Looks like a step by GM to slowly replace the legendary Jeep line with the Hummer name.


----------



## geo (31 Jan 2006)

Looks like a jeep on steroids
standard Jeep front grille look
methinks GM is toying with the idea of merging two lines & charging more for the priviliedge


----------



## xxtruthxx (31 Jan 2006)

+1


----------



## Thompson_JM (31 Jan 2006)

yeah except isnt Jeep owned by Daimler Chrysler?

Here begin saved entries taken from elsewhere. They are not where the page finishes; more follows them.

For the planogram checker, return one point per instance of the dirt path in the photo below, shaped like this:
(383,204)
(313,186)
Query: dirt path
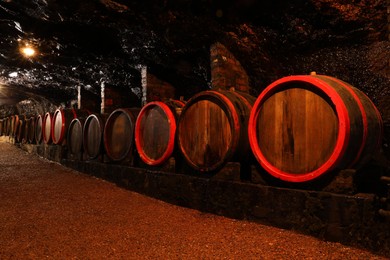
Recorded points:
(49,211)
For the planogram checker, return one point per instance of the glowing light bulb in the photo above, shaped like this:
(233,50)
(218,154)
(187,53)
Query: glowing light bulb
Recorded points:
(28,51)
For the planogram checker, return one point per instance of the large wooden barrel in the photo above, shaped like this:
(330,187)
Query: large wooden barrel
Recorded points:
(39,123)
(155,131)
(30,130)
(212,129)
(75,137)
(119,134)
(46,128)
(93,135)
(303,127)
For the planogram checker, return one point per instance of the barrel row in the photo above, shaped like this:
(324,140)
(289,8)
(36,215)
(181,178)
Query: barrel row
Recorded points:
(299,129)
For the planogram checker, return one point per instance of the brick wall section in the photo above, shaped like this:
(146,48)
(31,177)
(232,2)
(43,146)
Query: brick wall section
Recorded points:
(155,89)
(226,70)
(113,97)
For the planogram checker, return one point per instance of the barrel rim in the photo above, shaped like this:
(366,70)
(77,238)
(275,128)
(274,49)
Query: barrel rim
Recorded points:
(30,136)
(130,115)
(172,131)
(63,126)
(343,129)
(231,113)
(46,116)
(71,124)
(39,139)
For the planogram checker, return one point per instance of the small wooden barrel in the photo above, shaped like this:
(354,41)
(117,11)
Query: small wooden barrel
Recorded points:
(31,130)
(119,134)
(15,129)
(60,124)
(212,129)
(11,125)
(39,129)
(47,126)
(21,126)
(93,135)
(6,126)
(75,137)
(303,127)
(155,131)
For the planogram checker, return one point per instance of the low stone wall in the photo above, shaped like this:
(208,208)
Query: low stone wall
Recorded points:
(352,220)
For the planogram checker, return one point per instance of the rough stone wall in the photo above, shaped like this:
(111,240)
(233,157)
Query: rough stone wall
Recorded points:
(226,70)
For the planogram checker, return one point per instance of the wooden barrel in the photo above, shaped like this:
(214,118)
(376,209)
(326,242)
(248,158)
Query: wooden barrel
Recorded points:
(212,129)
(1,126)
(60,124)
(303,127)
(15,129)
(155,131)
(39,129)
(118,134)
(6,126)
(93,135)
(75,137)
(11,125)
(20,129)
(46,128)
(30,130)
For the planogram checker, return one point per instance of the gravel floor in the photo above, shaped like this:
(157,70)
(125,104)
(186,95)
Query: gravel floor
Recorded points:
(49,211)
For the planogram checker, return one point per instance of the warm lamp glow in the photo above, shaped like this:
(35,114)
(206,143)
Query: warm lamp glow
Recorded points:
(28,51)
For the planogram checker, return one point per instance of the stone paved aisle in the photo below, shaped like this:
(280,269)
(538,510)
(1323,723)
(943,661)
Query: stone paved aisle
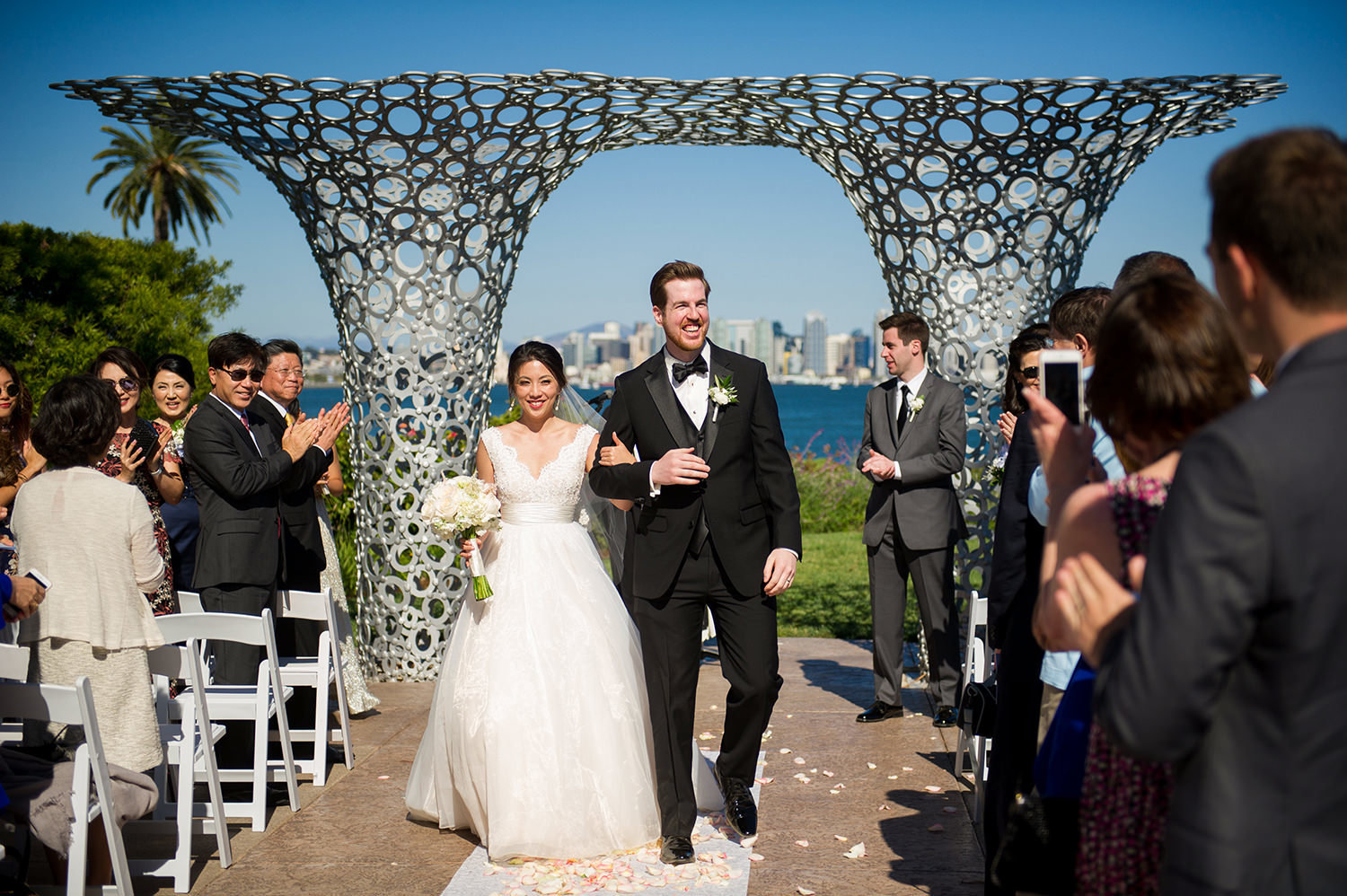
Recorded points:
(352,836)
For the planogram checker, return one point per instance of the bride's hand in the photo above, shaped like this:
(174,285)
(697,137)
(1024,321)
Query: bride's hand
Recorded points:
(616,454)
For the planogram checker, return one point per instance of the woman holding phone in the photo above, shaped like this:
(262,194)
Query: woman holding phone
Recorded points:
(136,456)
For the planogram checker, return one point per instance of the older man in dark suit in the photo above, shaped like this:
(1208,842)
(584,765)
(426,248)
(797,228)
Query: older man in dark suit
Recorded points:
(912,444)
(1230,663)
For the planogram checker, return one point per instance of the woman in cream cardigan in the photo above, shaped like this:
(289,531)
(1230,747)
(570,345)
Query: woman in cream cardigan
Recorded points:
(93,538)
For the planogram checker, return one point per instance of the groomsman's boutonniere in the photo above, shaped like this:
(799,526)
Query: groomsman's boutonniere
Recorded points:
(722,393)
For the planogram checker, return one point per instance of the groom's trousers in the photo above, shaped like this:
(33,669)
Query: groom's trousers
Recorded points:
(671,646)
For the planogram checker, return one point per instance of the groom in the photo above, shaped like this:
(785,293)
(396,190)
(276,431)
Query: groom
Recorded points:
(718,527)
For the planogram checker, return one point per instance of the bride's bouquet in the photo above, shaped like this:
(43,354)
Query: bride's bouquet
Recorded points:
(460,508)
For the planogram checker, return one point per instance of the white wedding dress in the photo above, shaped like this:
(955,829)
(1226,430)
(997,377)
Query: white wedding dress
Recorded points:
(539,736)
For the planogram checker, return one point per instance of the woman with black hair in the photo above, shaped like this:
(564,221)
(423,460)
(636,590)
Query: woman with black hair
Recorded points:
(135,454)
(172,384)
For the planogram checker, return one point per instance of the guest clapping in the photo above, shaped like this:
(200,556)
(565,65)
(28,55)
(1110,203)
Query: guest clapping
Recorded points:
(135,456)
(172,388)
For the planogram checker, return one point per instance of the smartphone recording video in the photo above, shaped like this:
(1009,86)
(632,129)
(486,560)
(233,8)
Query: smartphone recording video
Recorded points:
(1061,382)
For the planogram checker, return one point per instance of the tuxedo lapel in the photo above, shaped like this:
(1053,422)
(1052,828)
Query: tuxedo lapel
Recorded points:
(713,411)
(912,420)
(891,406)
(662,392)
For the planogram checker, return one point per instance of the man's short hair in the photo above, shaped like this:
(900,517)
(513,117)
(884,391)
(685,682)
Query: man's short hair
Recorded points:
(1282,199)
(232,347)
(675,271)
(280,347)
(1148,264)
(910,326)
(1079,312)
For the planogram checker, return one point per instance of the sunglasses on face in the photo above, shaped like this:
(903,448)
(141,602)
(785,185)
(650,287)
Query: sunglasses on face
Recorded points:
(126,384)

last i checked I thought it was...

regards
    Josh


----------



## prom (1 Feb 2006)

it is a Dailmer Chrysler product......... been so for freacking years.......


----------



## Cannoneer No. 4 (2 Feb 2006)

http://www.sfu.ca/casr/101-vehterrano.htm Terranos are cheaper than H3's.


----------



## teddy49 (7 Feb 2006)

If only to satisfy my quest for semantic purity, I submit the following.  The Hummer H3 is not based on the Colorado platform.  The H3 and the Colorado are both based on the Trailblazer/Envoy platform.  They are, in ways, different branches of the same tree.  Though the H3 has more in common with the original platform than does the Colorado.  The Hummer also offers the 6 cylinder motor, which the Colorado, does not.

FWIW


----------



## COBRA-6 (8 Feb 2006)

Cannoneer No. 4 said:
			
		

> http://www.sfu.ca/casr/101-vehterrano.htm Terranos are cheaper than H3's.



Terranos are POS's...


----------